The key problem, as I see it, is the name itself – 'artificial intelligence' suggests an independent entity capable of genuine thought and decision-making. What we actually have today are Large Language Models (LLMs): neural networks trained on enormous amounts of text to perform natural language tasks, especially generating plausible responses. They don't 'think' – they predict patterns.

That said, they are incredibly useful. Like humans, they have limitations and make well-intentioned errors, but used collaboratively they are a powerful tool. I recently solved a complex technical problem by working with an LLM. When a friend asked what the advantage was over Googling it, I said: about three and a half hours.

Do I think AI will take over the world? No. Do I think we can all benefit from it? Absolutely.
 
A check for AI. Always check the eyes - they often don't move.
Your spot on with that Viv eyes, hands and fingers and the HDR look. There are a few so-called Birmingham History Face Book groups who are posting AL slop and getting all nostalgic about a golden past that never way. It making a nonsense out of encouraging people to think about the past and events
 
I have found Google AI very useful on occasions. [and yes, I don't just accept anything without question]. On occasions I have entered a topic on Google and the AI summary has on occasions included a link or info not found before. So use it BUT with caution and check before accepting it as a fact.
 
The question that could be asked is…
Could a small number of people use AI to gain unprecedented influence or control ?
Probably. But they could also use a rumour, a gun, a religious belief (it's been done) or a magic can of beans. A good question and I don't mean to be condescending or facetious. I think there is a problem where new methods, devices, ways of doing stuff can be given buzzwords which gain popularity without full understanding.
 
I have found Google AI very useful on occasions. [and yes, I don't just accept anything without question]. On occasions I have entered a topic on Google and the AI summary has on occasions included a link or info not found before. So use it BUT with caution and check before accepting it as a fact.
Sorry - off topic but I love dogs to pieces and your picture is of very good looking and friendly hound. Mine died about a year ago and I'm too old for a new one. What is his/her name?
 
Let's take a moment to remind ourselves how this thread started – it was about an AI photo restoration to help someone identify an ancestor. It's useful to have this discussion to help other members gain a better understanding of the subject, especially now that we're seeing a few AI-manipulated images appearing here. I've also seen a Facebook group calling itself 'Birmingham History' posting AI-generated slop purely to get likes and 'golden age that never was' comments, so we do need to be mindful of this.
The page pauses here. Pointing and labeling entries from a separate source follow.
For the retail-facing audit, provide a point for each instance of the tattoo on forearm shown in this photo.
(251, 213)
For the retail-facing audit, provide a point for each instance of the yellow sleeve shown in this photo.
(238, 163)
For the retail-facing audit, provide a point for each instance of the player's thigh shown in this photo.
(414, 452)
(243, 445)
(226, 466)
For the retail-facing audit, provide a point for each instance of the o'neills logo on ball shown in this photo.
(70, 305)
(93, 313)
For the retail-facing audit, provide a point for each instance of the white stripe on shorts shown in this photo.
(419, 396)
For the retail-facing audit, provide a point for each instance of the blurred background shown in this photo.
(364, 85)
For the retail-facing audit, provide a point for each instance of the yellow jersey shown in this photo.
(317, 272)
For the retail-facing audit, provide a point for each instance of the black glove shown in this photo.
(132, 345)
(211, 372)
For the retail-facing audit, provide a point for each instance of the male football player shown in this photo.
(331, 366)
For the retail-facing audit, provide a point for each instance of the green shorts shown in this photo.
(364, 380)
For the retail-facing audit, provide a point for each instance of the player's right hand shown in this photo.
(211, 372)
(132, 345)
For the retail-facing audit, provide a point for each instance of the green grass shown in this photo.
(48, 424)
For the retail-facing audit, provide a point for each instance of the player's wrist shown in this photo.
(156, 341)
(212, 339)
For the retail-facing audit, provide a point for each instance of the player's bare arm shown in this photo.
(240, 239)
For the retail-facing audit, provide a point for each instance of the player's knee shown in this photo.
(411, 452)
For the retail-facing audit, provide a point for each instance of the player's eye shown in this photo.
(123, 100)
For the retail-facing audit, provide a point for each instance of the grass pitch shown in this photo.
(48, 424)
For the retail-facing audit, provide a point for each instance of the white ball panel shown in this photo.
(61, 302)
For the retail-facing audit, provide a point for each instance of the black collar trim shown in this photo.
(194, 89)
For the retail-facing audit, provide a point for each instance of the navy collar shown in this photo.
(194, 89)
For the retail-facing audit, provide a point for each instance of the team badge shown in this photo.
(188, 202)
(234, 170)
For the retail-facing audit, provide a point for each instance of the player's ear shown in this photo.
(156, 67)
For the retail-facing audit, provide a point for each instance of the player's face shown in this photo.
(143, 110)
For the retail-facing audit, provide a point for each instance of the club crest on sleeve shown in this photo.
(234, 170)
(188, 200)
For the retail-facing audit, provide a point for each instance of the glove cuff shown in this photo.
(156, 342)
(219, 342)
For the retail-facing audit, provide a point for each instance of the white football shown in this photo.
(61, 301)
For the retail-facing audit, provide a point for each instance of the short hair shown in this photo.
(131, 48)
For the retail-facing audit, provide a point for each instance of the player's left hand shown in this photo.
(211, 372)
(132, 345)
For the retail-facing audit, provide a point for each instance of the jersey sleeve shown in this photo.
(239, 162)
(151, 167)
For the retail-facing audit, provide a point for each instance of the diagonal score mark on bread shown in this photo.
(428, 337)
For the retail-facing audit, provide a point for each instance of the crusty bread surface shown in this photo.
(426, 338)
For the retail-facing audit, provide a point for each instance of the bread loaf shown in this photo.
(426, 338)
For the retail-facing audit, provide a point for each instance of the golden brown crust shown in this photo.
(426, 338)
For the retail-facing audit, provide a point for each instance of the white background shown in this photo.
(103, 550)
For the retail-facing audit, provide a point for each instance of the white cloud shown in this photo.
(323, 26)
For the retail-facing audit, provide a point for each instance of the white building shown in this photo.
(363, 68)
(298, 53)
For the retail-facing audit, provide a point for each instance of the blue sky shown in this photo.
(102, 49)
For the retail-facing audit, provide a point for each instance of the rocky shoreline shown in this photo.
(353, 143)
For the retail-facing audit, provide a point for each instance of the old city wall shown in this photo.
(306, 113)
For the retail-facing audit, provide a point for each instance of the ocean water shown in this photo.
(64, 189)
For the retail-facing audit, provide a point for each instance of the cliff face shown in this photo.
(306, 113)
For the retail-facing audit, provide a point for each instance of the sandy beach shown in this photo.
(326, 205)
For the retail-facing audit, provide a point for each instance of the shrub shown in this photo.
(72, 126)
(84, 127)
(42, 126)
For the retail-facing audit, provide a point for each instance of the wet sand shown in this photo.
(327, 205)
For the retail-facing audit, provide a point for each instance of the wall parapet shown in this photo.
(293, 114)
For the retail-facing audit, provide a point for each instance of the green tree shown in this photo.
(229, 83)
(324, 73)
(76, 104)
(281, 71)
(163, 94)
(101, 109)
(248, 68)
Let's also please steer clear of the political arena – there are other online platforms for that, and this forum's value is in its local, practical, and good-natured focus
 
Sorry - off topic but I love dogs to pieces and your picture is of very good looking and friendly hound. Mine died about a year ago and I'm too old for a new one. What is his/her name?
Hi ManBaz, thank you for kind comment - please see reply today under "Bella".